I got a lot of different numbers that are higher than your 5.93%.... from your own Link! You cherry picked and left out quite a bit of relevant information to boost your position.

Why?


----------



## JeffreyD (Dec 27, 2006)

Wlover said:


> This conversation is about the future not the past. I will take that bet. Republicans and big business that is all that really needs to be said. The republicans want those deep pockets. Their holding pattern is really proof enough.

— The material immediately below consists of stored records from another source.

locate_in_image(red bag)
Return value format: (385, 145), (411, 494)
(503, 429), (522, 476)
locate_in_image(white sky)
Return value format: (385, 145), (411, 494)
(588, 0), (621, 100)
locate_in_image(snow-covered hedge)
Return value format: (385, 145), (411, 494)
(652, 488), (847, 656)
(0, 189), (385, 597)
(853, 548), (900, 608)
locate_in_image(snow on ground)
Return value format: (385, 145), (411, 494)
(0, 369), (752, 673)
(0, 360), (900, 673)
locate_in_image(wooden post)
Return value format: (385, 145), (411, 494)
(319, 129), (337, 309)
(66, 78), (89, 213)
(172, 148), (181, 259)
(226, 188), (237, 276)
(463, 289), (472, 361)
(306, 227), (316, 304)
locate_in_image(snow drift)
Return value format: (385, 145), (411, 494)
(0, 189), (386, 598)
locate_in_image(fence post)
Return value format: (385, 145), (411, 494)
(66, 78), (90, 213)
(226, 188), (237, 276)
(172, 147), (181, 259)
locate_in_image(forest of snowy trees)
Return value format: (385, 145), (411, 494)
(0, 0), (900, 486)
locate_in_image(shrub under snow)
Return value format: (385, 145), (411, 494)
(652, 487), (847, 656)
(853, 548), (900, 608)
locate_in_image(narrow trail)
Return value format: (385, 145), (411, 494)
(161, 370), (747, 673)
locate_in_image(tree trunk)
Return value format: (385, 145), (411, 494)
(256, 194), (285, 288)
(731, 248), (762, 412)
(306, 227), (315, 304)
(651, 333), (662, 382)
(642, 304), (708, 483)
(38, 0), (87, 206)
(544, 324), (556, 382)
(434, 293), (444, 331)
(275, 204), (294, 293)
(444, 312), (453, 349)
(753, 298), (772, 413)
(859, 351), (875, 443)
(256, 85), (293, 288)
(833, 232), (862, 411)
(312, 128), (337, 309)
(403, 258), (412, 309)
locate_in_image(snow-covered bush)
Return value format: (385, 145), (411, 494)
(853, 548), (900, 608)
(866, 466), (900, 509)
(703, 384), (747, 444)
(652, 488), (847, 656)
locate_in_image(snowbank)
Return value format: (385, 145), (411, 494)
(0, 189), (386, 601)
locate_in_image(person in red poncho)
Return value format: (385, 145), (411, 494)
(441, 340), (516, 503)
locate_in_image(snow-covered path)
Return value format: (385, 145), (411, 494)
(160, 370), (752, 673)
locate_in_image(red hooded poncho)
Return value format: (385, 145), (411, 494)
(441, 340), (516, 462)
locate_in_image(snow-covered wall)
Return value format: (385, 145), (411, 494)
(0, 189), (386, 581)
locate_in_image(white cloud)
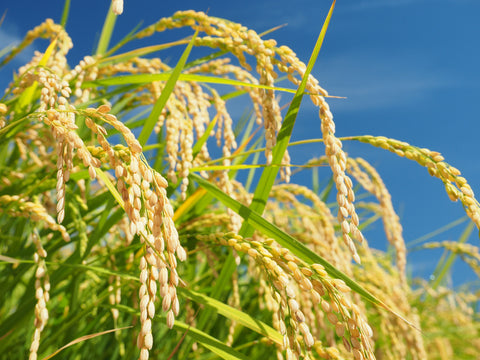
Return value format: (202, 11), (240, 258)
(314, 53), (453, 111)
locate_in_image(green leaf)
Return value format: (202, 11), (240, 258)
(177, 287), (283, 345)
(190, 174), (420, 326)
(173, 320), (249, 360)
(138, 31), (198, 146)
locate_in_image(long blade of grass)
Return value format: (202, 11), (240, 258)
(43, 326), (132, 360)
(138, 30), (198, 146)
(240, 0), (335, 237)
(177, 287), (283, 345)
(173, 320), (248, 360)
(60, 0), (70, 29)
(185, 0), (335, 349)
(190, 174), (415, 327)
(83, 71), (302, 94)
(95, 6), (117, 55)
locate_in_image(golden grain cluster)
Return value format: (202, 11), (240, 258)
(0, 0), (480, 360)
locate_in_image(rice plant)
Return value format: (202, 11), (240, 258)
(0, 0), (480, 360)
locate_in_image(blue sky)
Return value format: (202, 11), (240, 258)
(0, 0), (480, 285)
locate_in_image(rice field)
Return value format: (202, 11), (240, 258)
(0, 0), (480, 360)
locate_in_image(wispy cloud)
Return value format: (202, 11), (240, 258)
(315, 54), (453, 111)
(343, 0), (431, 10)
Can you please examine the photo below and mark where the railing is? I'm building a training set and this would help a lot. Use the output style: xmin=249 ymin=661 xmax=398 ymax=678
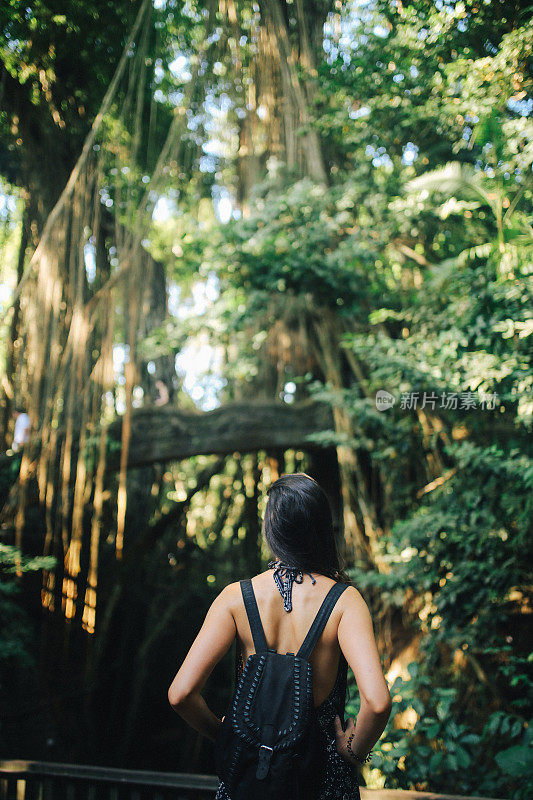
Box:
xmin=0 ymin=761 xmax=502 ymax=800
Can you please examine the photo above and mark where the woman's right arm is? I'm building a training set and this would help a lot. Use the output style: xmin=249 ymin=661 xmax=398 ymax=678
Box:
xmin=335 ymin=586 xmax=392 ymax=761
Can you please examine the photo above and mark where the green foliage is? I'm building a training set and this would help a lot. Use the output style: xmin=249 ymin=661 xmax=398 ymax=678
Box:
xmin=0 ymin=542 xmax=54 ymax=686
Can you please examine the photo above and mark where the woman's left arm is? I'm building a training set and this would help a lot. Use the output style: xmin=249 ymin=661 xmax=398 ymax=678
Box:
xmin=168 ymin=584 xmax=238 ymax=739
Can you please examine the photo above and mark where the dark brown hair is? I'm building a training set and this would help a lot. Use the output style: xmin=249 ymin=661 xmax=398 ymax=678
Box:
xmin=263 ymin=472 xmax=351 ymax=583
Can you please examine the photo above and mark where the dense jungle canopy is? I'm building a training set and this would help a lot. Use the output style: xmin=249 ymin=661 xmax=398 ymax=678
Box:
xmin=0 ymin=0 xmax=533 ymax=800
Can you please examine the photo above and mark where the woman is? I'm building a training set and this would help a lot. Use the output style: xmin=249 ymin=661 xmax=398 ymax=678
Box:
xmin=168 ymin=473 xmax=391 ymax=800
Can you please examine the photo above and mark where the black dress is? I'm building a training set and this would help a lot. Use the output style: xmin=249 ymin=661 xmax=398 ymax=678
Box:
xmin=215 ymin=653 xmax=360 ymax=800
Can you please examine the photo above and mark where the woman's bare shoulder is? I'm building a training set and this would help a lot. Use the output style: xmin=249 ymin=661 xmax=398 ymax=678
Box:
xmin=339 ymin=584 xmax=369 ymax=616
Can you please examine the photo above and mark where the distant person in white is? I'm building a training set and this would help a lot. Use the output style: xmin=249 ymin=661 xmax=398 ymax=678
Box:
xmin=11 ymin=408 xmax=31 ymax=453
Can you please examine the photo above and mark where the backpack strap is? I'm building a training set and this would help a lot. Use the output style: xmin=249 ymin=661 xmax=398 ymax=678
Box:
xmin=240 ymin=578 xmax=268 ymax=653
xmin=296 ymin=583 xmax=348 ymax=659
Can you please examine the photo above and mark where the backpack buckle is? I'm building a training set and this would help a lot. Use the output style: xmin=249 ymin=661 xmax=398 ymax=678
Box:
xmin=255 ymin=744 xmax=274 ymax=781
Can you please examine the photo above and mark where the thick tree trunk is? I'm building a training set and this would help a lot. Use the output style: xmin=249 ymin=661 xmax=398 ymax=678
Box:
xmin=0 ymin=203 xmax=30 ymax=450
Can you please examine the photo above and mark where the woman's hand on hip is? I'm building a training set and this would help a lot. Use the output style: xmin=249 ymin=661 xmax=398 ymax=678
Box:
xmin=334 ymin=714 xmax=364 ymax=766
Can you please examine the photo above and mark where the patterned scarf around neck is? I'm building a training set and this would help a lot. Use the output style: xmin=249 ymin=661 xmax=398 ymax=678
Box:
xmin=268 ymin=560 xmax=316 ymax=611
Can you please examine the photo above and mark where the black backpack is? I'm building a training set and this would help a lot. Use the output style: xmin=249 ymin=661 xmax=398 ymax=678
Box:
xmin=215 ymin=579 xmax=346 ymax=800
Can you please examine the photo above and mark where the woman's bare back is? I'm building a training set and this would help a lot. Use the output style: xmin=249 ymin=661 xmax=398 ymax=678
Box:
xmin=232 ymin=570 xmax=342 ymax=706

Liberals have lots of business friends with deep pockets and they love giving taxpayers money to them...just look at Obamas bailouts and who they went to! 
That's all that anyone needs to know!


----------



## Tricky Grama (Oct 7, 2006)

jwal10 said:


> I don't see that happening. Changes yes, throw it all out, no. It has gone too far now. Too many like some of what is going on right now. Even the Republicans see some good in it and are working towards fixing the things their people see as wrong.
> The people standing around and just yelling will get run over, always do. Everyone needs to work together to fix what is wrong, make it right. I don't want Goobermutt in it more but they were already in it, lets do the right thing and make health care affordable. Everything in this country is a compromise....James


Seems to me of the nearly 3K pgs, 2580 are useless as far as H.C. goes. So, toss it.
Folks like 26 y/o on their ins.? Allow them to negotiate w/their ins. plans. Pre-existing conditions? Deal w/that. Special pool? Subsidies for them?
I have no earthly idea how to get costs down b/c from where I sit, INSURANCE costs have gone thru the roof since '10.


----------



## Tricky Grama (Oct 7, 2006)

jwal10 said:


> It was the selfish citizens and more so noncitizens not paying but using the emergency care system, that was making the costs of "health care" go up so fast. That was the major problem.
> 
> 1. Preventative care and how to get people to do that instead of using emergency care. This is working on that, just not making them responsible for it. I see that as the big problem. That needed to be
> the focus. Make that affordable, for everyone, and make each pay for that, as a start.
> ...


HMOs have proven that your #1 is not true. It's very expensive. 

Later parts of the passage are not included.